Designing tiny microscopes
Commercial microscopes typically offer “either high spatial resolution across a small field of view or low spatial resolution across a large field of view,” says Axel Nimmerjahn, an associate professor and director of Salk’s Waitt Advanced Biophotonics Center. “Achieving high resolution across a large field of view is challenging. And achieving it in a microscope the diameter of your small finger and weighing just a few grams is even more challenging.”
But that’s exactly what the team achieved with the larger of their two microscopes. It can image tissue regions that are 12 to 13X larger than previously possible, resolving individual cells and cell processes across a field of view large enough to cover multiple spinal segments.
This allows simultaneous recordings from up to several thousand cells, Nimmerjahn says. The team can now see cells processing sensory information from the leg’s sciatic nerve; areas affected by sciatica are distributed over multiple spinal segments, and the researchers can now actively image it simultaneously and in real time.
“This enables us to understand better how sensory information, including pain signals, gets processed by the spinal cord,” Nimmerjahn says. “It isn't simply a link/information highway between the brain and peripheral organs, but instead it actively processes information.”
The smaller of the two newly developed wearable microscopes, combined with tissue-compatible and implantable micro-optics (e.g., a microprism), allows the researchers to simultaneously record cells located at different spinal cord depths—areas previously inaccessible. Now, they can better understand how sensory inputs are converted into motor outputs under normal and disease conditions.
When someone touches a hot stove, the sensory information is quickly transformed into a reflexive motor response that helps avoid burn injuries. This sensorimotor information flow can be disrupted or dysregulated in spinal cord injury and diseases.
The team’s work provides insight into the neural basis of sensations and movement in healthy and disease areas and clearer understanding of things like chronic pain, amyotrophic lateral sclerosis (ALS), and multiple sclerosis (MS).
“Knowing how the spinal cord usually processes information, and how injury and disease disrupts it, can help us devise treatment strategies to restore sensorimotor function,” Nimmerjahn says.
Multicolor imaging
Previous wearable microscopes had limited ability to image in multiple colors, as well. Multicolor imaging helps uncover cell-cell interactions, which can be highly complex in disease settings. Earlier microscopes also limit working distance, making it difficult to study cells deep inside tissues. The smaller of the two microscopes overcome these and other such challenges.

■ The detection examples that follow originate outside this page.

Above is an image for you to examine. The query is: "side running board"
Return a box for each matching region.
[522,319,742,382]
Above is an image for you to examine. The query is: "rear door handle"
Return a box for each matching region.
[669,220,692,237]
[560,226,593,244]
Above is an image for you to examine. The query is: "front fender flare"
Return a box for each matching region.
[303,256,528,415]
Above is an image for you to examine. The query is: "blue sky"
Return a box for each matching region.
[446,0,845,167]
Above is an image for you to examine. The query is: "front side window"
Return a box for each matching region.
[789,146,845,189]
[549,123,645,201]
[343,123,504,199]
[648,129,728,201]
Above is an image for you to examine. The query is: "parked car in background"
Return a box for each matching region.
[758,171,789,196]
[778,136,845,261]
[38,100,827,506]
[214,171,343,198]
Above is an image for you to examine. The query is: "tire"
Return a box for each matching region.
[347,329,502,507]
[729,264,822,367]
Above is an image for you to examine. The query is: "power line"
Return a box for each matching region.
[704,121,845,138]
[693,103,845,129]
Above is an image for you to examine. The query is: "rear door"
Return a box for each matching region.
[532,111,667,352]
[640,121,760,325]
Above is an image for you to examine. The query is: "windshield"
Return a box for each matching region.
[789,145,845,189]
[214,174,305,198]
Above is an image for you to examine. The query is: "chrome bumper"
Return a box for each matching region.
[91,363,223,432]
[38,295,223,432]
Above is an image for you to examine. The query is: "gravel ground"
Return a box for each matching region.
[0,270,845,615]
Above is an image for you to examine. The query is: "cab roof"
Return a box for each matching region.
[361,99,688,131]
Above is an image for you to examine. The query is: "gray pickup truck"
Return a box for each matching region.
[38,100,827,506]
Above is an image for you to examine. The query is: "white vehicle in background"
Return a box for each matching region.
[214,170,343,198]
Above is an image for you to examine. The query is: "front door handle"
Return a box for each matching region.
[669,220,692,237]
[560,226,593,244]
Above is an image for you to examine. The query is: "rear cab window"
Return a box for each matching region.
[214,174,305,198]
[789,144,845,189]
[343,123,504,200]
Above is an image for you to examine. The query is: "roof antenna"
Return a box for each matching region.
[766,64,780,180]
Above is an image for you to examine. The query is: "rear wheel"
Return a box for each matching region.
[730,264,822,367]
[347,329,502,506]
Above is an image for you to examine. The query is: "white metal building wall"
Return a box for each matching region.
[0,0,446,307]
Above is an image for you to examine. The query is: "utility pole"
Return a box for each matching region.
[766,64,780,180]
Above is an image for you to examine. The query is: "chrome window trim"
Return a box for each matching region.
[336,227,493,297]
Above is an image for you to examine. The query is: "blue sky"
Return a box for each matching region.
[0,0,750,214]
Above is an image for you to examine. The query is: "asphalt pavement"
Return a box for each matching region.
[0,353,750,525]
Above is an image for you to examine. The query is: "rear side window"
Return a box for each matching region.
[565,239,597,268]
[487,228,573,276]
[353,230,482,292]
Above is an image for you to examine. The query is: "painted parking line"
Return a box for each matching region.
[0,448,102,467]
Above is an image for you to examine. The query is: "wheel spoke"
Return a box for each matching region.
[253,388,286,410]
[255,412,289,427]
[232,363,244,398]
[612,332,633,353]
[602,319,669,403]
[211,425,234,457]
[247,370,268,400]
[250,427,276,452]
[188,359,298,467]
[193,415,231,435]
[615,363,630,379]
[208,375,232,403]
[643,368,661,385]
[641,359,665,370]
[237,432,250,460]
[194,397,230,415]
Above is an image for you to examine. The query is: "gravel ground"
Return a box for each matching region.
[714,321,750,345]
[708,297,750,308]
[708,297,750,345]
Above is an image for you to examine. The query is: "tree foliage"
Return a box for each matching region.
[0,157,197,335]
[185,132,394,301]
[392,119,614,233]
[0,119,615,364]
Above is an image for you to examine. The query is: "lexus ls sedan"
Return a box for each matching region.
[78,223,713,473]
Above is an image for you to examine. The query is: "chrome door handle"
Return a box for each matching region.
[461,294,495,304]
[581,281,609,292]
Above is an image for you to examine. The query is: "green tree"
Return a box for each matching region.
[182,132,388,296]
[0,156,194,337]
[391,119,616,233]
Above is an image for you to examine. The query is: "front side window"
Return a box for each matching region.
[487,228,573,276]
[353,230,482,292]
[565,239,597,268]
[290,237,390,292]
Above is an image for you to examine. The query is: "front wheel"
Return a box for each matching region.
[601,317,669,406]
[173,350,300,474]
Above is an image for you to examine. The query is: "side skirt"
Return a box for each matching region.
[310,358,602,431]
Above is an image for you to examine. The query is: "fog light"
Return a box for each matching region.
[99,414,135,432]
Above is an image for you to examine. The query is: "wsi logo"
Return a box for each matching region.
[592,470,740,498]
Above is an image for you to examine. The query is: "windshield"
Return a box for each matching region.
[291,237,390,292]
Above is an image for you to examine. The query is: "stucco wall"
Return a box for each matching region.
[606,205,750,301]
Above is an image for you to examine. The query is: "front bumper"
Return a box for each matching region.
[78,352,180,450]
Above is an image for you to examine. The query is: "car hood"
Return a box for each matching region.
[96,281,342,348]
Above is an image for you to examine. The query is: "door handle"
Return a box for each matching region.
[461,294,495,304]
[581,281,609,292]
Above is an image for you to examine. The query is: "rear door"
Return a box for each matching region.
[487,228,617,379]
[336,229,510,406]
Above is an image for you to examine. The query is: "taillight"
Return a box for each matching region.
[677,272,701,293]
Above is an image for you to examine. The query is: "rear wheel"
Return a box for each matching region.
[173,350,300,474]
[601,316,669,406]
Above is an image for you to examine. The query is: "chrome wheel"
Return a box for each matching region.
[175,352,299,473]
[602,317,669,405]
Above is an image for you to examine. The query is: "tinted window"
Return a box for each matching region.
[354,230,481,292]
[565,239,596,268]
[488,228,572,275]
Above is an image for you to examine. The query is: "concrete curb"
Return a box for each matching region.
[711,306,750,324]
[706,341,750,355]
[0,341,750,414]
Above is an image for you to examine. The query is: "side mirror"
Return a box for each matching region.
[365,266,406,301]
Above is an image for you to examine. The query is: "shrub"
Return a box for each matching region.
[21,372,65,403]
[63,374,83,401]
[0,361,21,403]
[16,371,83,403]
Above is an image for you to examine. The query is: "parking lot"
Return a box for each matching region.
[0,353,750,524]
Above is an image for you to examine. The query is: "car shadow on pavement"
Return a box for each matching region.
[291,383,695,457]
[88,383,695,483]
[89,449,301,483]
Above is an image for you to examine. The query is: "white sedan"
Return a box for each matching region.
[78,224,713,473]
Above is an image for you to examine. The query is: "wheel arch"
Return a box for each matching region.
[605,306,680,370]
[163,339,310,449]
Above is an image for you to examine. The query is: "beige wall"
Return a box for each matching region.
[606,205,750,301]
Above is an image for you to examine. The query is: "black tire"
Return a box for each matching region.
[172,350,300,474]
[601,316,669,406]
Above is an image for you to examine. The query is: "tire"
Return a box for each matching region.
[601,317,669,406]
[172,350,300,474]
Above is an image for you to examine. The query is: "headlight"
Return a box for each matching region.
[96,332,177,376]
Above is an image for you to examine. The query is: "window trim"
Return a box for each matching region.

“It allows us to record cells located at different depths within the spinal cord simultaneously, at video-rate speeds and in multiple colors,” Nimmerjahn says.

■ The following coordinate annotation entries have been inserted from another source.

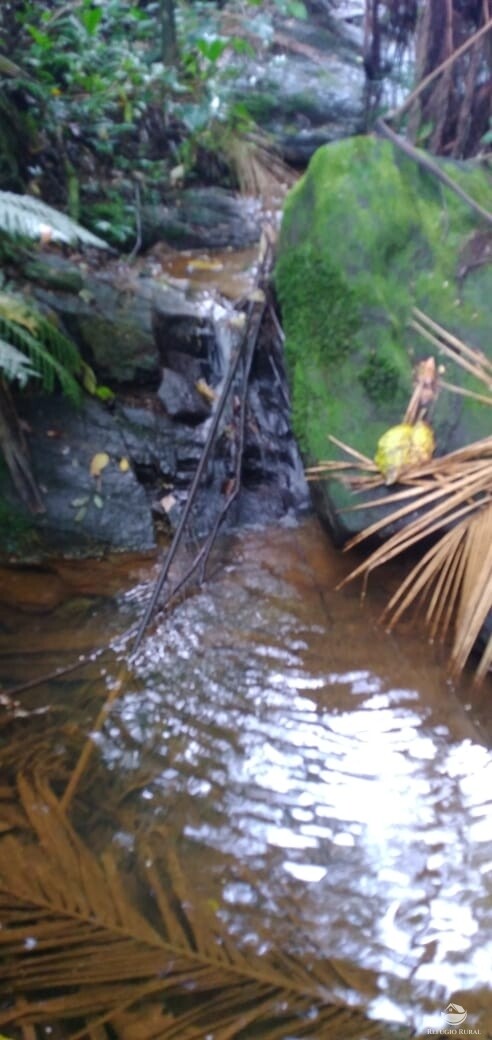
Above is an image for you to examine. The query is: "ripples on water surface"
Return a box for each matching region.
[2,522,492,1040]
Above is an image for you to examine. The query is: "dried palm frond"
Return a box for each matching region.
[227,130,299,205]
[0,775,409,1040]
[307,308,492,682]
[337,438,492,680]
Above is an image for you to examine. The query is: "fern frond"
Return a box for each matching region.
[0,191,110,250]
[0,339,40,387]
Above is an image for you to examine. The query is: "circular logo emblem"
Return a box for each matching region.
[442,1004,468,1025]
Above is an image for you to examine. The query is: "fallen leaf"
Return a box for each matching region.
[88,451,109,476]
[195,380,217,405]
[159,495,176,513]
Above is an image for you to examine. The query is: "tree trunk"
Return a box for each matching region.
[160,0,178,64]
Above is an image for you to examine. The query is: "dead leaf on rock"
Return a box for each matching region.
[88,451,109,477]
[159,495,177,513]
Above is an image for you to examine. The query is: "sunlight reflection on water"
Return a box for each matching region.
[107,528,492,1030]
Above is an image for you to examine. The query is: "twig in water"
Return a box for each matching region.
[132,236,273,654]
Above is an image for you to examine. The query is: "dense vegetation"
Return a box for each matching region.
[0,0,306,246]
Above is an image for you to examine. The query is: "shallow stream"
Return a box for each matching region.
[0,519,492,1040]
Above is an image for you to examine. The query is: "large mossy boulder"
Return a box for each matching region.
[276,136,492,541]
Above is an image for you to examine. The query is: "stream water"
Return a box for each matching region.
[0,519,492,1040]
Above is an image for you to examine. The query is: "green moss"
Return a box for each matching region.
[276,137,492,503]
[0,497,36,554]
[359,354,399,405]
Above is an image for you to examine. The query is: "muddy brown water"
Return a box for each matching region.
[0,519,492,1036]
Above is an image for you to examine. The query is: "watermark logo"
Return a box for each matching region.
[442,1004,468,1025]
[426,1004,481,1040]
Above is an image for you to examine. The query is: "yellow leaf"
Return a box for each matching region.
[186,257,224,270]
[88,451,109,476]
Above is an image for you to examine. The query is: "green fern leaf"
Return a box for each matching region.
[0,292,82,402]
[0,191,110,250]
[0,339,38,387]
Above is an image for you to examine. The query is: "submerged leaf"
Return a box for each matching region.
[0,776,399,1040]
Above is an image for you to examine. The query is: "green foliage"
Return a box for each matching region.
[359,353,400,405]
[0,290,81,401]
[0,191,108,250]
[0,0,268,233]
[0,289,113,404]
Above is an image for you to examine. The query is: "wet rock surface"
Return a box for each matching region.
[0,259,307,560]
[141,187,261,250]
[277,136,492,542]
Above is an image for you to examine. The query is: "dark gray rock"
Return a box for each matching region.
[20,254,224,387]
[157,368,210,424]
[141,187,261,250]
[0,396,155,558]
[222,8,366,166]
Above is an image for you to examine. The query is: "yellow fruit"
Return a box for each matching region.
[374,421,435,484]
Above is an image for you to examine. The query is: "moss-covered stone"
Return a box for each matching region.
[276,137,492,536]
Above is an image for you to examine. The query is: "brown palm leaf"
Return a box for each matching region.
[337,438,492,681]
[0,776,408,1040]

By viewing sensation- and movement-related nerve activity, the new wearable microscopes are allowing researchers to gather new information about the central nervous system, too, specifically astrocytes—non-neuronal glial cells involved in pain processing.

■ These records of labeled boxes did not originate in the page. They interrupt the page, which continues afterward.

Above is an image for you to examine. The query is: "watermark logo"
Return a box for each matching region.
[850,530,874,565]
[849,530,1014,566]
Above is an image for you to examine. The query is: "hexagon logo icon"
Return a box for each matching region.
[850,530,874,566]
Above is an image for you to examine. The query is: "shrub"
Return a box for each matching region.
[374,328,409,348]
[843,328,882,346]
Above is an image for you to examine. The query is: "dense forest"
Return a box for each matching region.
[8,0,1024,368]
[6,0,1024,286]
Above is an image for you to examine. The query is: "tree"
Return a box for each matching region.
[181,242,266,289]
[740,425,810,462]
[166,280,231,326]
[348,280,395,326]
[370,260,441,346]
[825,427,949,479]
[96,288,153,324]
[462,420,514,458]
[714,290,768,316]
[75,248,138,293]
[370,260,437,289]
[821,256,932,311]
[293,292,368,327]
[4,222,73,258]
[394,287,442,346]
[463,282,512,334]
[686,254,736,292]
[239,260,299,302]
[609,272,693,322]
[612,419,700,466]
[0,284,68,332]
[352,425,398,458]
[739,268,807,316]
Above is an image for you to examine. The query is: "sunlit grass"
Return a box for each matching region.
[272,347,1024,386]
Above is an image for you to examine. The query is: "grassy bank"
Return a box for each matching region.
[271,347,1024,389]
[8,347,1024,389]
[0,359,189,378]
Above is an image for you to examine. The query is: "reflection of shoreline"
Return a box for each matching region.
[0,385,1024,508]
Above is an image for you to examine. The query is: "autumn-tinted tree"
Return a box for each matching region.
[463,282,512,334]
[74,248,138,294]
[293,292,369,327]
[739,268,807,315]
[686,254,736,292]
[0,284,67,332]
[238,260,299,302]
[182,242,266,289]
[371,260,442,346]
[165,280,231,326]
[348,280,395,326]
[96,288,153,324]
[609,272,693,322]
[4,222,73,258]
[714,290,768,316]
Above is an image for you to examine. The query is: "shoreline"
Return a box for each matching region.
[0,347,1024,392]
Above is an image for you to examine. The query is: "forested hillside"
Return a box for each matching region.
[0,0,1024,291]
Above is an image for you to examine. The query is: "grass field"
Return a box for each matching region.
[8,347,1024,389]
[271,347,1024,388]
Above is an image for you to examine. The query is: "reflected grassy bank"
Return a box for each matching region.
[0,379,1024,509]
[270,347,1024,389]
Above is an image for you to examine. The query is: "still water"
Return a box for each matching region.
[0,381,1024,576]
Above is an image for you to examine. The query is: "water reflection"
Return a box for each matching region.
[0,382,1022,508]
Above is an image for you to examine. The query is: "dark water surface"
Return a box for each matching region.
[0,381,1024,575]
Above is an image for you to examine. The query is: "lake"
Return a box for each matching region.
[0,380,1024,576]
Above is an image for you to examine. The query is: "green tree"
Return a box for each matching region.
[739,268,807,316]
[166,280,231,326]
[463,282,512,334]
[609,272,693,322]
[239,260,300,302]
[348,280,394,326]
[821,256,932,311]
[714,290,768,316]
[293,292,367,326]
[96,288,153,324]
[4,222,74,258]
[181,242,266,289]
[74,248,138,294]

The team is also investigating how different inflammatory and neuropathic pain conditions and neurodegenerative diseases, such as MS and ALS, alter the normal activity of neuronal and non-neuronal cell types, and how treatments help control these abnormal dynamics.
Mice on the move
Obtaining cellular activity measurements from the spinal cords of mice on the move has been extremely challenging.
During locomotion, the spinal cord moves back and forth within the spine by an amount many times the size of individual cells. It also shows nonlinear distortions (i.e., different parts of the spinal cord move by different amounts), which has prevented cellular measurements via traditional approaches such as electrophysiology.
“In contrast, imaging allows us to track the cells even during vigorous movements reliably,” Nimmerjahn says. “Because of previous technical limitations, the spinal cord’s inner workings are poorly understood. Our microscopes enable us to peer into this ‘black box’ and shed light on cellular and molecular signaling in health, disease, and treatment. Our wearable microscopes have powerful capabilities and provide a glimpse of what is now possible.”
The team’s goal now is to identify better treatment strategies for pathologies such as MS and ALS. Their current research involves mouse models, but Nimmerjahn says the team plans to work with physicians and pharmaceutical companies to conduct clinical trials in humans.